JUNE 2010 BAD FAITH CASES REINSURER’S BAD FAITH CLAIM REQUIRES DIRECT EVIDENCE THAT INSURER MOTIVATED PRIMARILY BY REINSURANCE CONSIDERATIONS (Third Circuit)
In Travelers Casualty and Surety Company v. Insurance Company of North America, Travelers Casualty and Surety Co. (“Travelers”) had settled a coverage dispute with Acme Corporation for $137 million, and it allocated that money among three tiers of insurance coverage. The highest tier, entitled “excess policies”, included products and non-products claims that were in excess of Acme’s insurance coverage. This tier of insurance was the one reinsured by Insurance Company of North America (“INA”). INA, as a reinsurer, insured the risk of Travelers, the original insurer, by assuming a portion of Travelers’ potential financial exposure in exchange for premiums.
Under the “follow-the-fortunes doctrine,” the reinsurer has almost no ability to challenge the coverage decisions that lead to its liability to the insurer. It insulates a reinsured’s liability determination from challenge by a reinsurer unless they are in bad faith or the payments are clearly beyond the scope of the original policy.
When Travelers settled its coverage dispute with Acme, it insisted that a term be written into the contract stating that it could allocate any or all of the settlement amount to any policy. It decided to allocate $15 million to the “excess policies” tier. Travelers billed INA over $13.7 million based on its allocation, and INA refused to pay. Travelers agreed that five decisions it made during the settlement negotiations likely increased the amount of its coverage it was able to allocate to INA, but INA claimed that Travelers acted in bad faith making these decisions and made them for the express purpose of increasing its reinsurance recovery.
The District Court found that Travelers did not act in bad faith when allocating money. The Third Circuit affirmed this ruling, holding that “the insurer’s negative duty not to make allocation decisions primarily in order to increase reinsurance recovery does not translate into a positive duty on the part of the insurer to minimize its reinsurance recovery.”

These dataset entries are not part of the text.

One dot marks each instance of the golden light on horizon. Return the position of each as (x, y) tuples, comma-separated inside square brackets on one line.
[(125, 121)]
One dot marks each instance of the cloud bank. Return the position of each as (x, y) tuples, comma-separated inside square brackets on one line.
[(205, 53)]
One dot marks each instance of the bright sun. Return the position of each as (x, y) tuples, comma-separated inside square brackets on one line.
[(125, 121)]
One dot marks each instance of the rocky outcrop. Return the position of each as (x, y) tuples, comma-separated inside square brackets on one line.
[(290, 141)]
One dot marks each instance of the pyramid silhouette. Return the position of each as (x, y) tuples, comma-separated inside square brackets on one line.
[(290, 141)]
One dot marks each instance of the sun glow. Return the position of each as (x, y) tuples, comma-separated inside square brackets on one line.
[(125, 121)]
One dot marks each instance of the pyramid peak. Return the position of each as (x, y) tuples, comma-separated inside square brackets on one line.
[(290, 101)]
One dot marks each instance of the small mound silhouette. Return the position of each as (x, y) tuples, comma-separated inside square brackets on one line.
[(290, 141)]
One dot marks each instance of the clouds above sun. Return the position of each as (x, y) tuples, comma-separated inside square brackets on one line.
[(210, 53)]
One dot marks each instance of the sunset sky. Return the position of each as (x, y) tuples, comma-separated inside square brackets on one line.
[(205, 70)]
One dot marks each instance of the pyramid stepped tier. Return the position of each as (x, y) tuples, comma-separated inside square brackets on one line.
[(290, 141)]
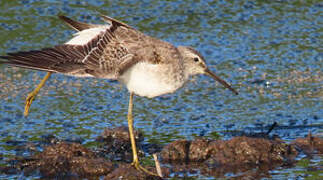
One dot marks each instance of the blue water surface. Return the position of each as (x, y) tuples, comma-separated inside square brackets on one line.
[(270, 51)]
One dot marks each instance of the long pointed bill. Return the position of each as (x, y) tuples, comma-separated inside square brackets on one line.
[(225, 84)]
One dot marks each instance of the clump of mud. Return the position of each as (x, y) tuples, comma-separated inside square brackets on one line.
[(254, 156)]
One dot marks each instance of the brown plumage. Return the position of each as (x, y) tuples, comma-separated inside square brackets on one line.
[(120, 52)]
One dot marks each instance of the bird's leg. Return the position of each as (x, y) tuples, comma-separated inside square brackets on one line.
[(31, 96), (135, 161)]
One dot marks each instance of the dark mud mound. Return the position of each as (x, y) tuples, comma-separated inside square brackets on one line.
[(126, 171), (218, 157), (310, 145), (116, 144), (246, 157), (67, 160)]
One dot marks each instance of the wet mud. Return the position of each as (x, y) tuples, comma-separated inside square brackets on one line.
[(247, 157)]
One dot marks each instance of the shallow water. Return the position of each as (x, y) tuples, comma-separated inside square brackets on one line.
[(270, 51)]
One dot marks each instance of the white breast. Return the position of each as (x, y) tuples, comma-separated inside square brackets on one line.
[(151, 80)]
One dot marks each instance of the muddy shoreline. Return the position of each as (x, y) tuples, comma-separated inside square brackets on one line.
[(252, 156)]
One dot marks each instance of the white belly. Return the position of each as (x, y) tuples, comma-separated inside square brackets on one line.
[(151, 80)]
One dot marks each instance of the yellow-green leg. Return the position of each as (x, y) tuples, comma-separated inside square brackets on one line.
[(31, 96), (132, 139)]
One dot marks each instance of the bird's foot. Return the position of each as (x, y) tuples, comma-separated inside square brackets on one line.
[(31, 96), (137, 165)]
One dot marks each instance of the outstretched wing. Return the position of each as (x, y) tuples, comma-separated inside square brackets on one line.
[(103, 55)]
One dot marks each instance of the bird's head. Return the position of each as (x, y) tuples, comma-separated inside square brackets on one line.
[(195, 64)]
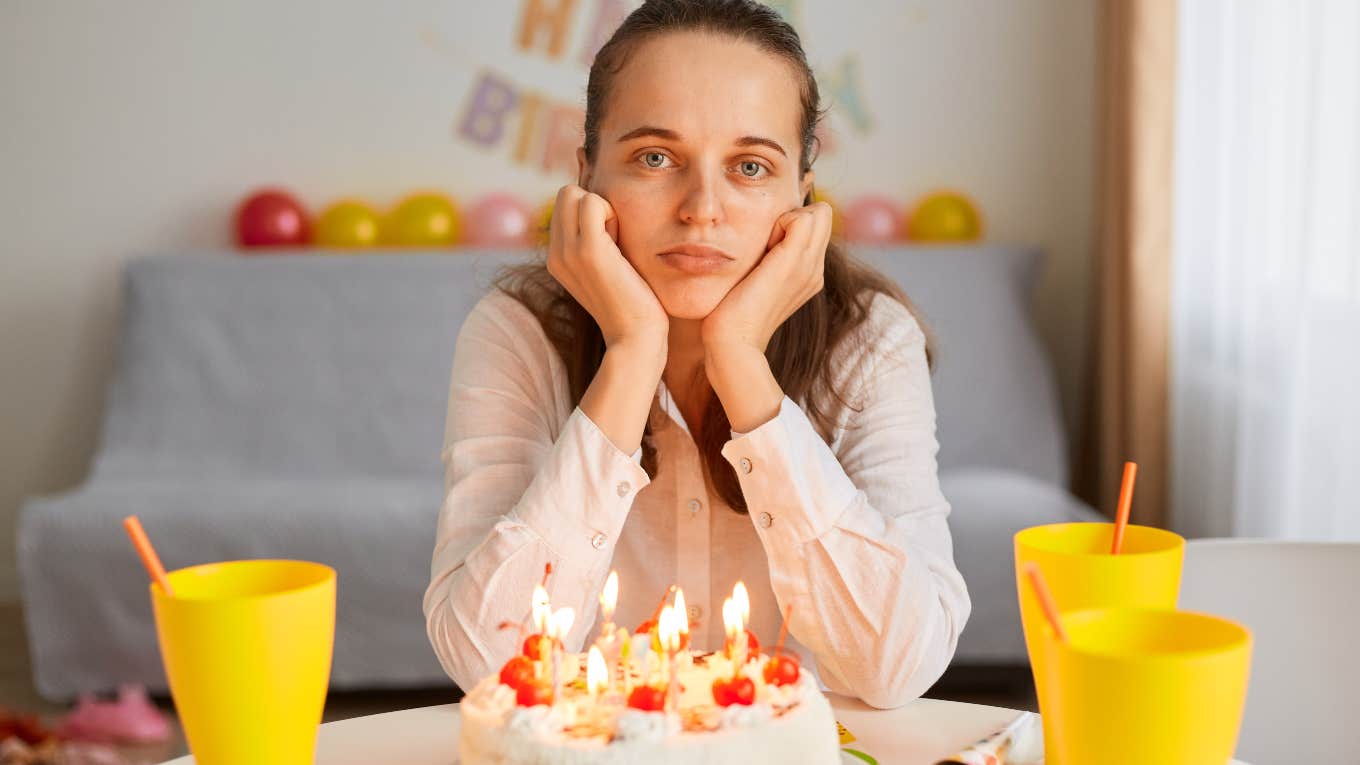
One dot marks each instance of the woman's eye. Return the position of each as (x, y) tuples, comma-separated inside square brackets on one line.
[(751, 169)]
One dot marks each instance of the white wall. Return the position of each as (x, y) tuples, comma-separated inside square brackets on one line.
[(138, 125)]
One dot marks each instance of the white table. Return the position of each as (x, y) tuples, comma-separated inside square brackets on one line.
[(917, 734)]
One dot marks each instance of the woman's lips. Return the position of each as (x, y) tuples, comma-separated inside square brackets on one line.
[(695, 260)]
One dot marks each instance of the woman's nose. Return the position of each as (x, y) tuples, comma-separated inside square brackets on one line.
[(702, 203)]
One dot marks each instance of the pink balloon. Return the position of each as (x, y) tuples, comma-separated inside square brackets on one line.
[(873, 219), (498, 219)]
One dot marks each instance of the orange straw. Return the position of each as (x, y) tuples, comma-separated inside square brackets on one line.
[(1041, 591), (148, 554), (1121, 520)]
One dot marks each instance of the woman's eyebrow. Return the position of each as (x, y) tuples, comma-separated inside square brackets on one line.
[(665, 134)]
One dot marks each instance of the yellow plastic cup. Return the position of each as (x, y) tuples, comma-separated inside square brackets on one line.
[(246, 648), (1081, 573), (1145, 685)]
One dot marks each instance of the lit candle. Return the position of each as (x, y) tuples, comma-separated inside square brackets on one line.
[(597, 673), (741, 605), (682, 617), (608, 640), (668, 632), (558, 628), (541, 614), (736, 636)]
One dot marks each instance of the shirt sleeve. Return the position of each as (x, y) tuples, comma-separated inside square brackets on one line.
[(857, 538), (520, 492)]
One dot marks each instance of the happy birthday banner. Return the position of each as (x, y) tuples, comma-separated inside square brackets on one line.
[(543, 131)]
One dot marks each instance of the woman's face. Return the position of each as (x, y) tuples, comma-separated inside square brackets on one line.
[(698, 149)]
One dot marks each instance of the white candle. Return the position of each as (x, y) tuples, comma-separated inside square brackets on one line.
[(558, 628), (668, 629)]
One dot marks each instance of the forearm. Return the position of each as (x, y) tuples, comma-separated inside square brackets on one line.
[(743, 381), (619, 398)]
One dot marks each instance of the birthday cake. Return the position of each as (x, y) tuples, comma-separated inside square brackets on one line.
[(648, 698), (770, 723)]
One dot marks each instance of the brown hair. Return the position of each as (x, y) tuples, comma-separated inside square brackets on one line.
[(801, 347)]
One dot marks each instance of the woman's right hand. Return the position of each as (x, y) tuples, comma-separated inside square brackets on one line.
[(585, 259)]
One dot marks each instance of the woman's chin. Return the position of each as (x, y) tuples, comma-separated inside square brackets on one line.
[(688, 304)]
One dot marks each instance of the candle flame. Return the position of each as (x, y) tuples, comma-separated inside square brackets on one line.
[(731, 618), (668, 630), (743, 600), (541, 610), (561, 622), (609, 598), (682, 613), (597, 673)]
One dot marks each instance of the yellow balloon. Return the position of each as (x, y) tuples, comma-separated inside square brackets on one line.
[(541, 222), (347, 223), (944, 217), (838, 219), (423, 219)]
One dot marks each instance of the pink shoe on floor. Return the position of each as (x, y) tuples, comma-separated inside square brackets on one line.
[(131, 719)]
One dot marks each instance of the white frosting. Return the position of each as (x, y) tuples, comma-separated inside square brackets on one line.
[(785, 724), (641, 726), (743, 716), (540, 722)]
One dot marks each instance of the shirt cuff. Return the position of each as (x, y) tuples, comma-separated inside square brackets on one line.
[(793, 483), (582, 493)]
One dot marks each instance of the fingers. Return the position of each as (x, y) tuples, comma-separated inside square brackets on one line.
[(596, 217)]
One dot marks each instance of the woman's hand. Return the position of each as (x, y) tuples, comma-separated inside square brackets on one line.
[(789, 274), (584, 257), (737, 332)]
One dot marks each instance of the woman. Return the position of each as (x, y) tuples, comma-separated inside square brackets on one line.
[(698, 387)]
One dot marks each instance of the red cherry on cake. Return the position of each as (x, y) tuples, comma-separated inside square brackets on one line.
[(782, 670), (517, 671), (721, 692), (743, 690), (736, 690), (533, 694), (648, 698)]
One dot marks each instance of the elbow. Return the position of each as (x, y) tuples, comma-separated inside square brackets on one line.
[(453, 647), (921, 663)]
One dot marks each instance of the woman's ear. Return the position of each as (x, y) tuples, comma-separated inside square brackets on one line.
[(805, 187), (582, 169)]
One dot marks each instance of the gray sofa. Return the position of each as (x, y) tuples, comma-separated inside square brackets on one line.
[(293, 406)]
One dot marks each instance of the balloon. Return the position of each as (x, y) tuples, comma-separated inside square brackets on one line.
[(873, 219), (498, 219), (944, 217), (347, 223), (422, 219), (272, 218), (838, 219), (543, 223)]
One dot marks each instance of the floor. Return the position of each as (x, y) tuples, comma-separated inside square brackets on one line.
[(992, 686)]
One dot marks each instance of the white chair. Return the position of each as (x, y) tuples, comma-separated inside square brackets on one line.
[(1302, 602)]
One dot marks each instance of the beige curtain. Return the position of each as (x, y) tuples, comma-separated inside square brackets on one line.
[(1128, 418)]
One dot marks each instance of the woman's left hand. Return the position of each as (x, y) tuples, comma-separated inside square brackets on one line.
[(789, 274)]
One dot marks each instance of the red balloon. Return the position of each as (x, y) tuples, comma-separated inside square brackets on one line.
[(272, 218)]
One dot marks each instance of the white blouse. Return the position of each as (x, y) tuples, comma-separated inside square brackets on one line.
[(853, 534)]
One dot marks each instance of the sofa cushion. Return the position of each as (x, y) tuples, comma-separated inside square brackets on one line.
[(989, 507), (85, 591), (996, 396)]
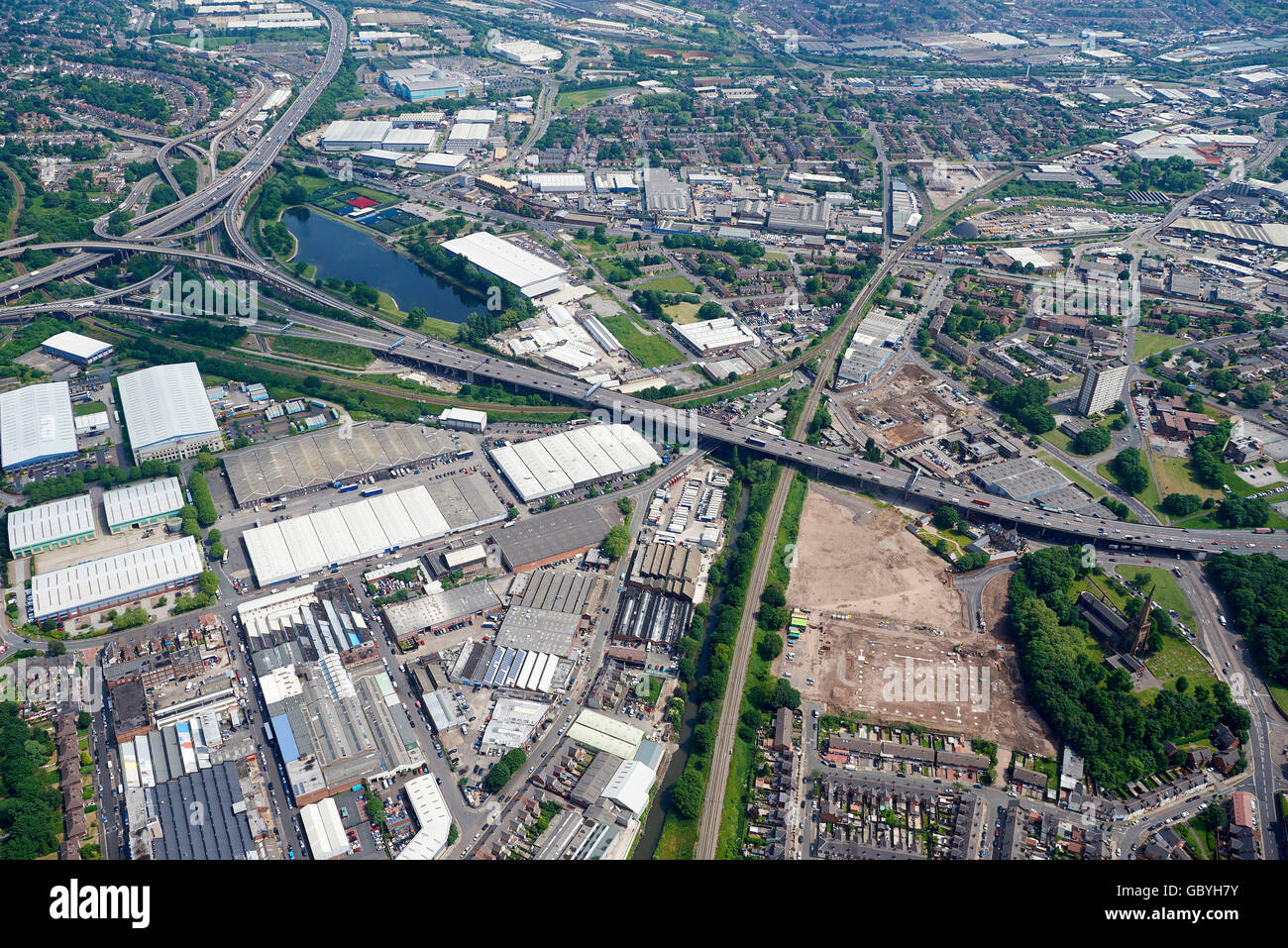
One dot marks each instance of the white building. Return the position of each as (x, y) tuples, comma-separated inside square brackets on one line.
[(37, 425), (524, 52), (1102, 386), (715, 335), (167, 414), (349, 136), (535, 275), (464, 419)]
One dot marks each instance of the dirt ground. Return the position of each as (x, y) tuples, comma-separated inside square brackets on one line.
[(888, 635), (906, 410)]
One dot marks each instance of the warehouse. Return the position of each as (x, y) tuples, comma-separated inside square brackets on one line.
[(167, 414), (1020, 479), (223, 833), (90, 425), (432, 815), (296, 548), (410, 141), (464, 419), (709, 337), (549, 608), (37, 425), (76, 348), (535, 275), (323, 830), (559, 463), (467, 561), (557, 183), (143, 504), (51, 526), (284, 468), (439, 162), (434, 612), (465, 137), (524, 52), (550, 539), (125, 578), (604, 733), (348, 136)]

For bad faith, the reinsurer must “provide direct evidence that the insurer was motivated primarily by reinsurance considerations, or show that the after-the-fact rationales offered by the insurer are not credible,” and INA did neither in this case. It asserted that a memo from a vice-president of Travelers that outlined the insurance implications of different coverage scenarios exhibited bad faith, but the courts disagreed, holding that the memo’s purpose was to “provide . . . a general estimate of Travelers’ potential net exposure on the breast implant claims.”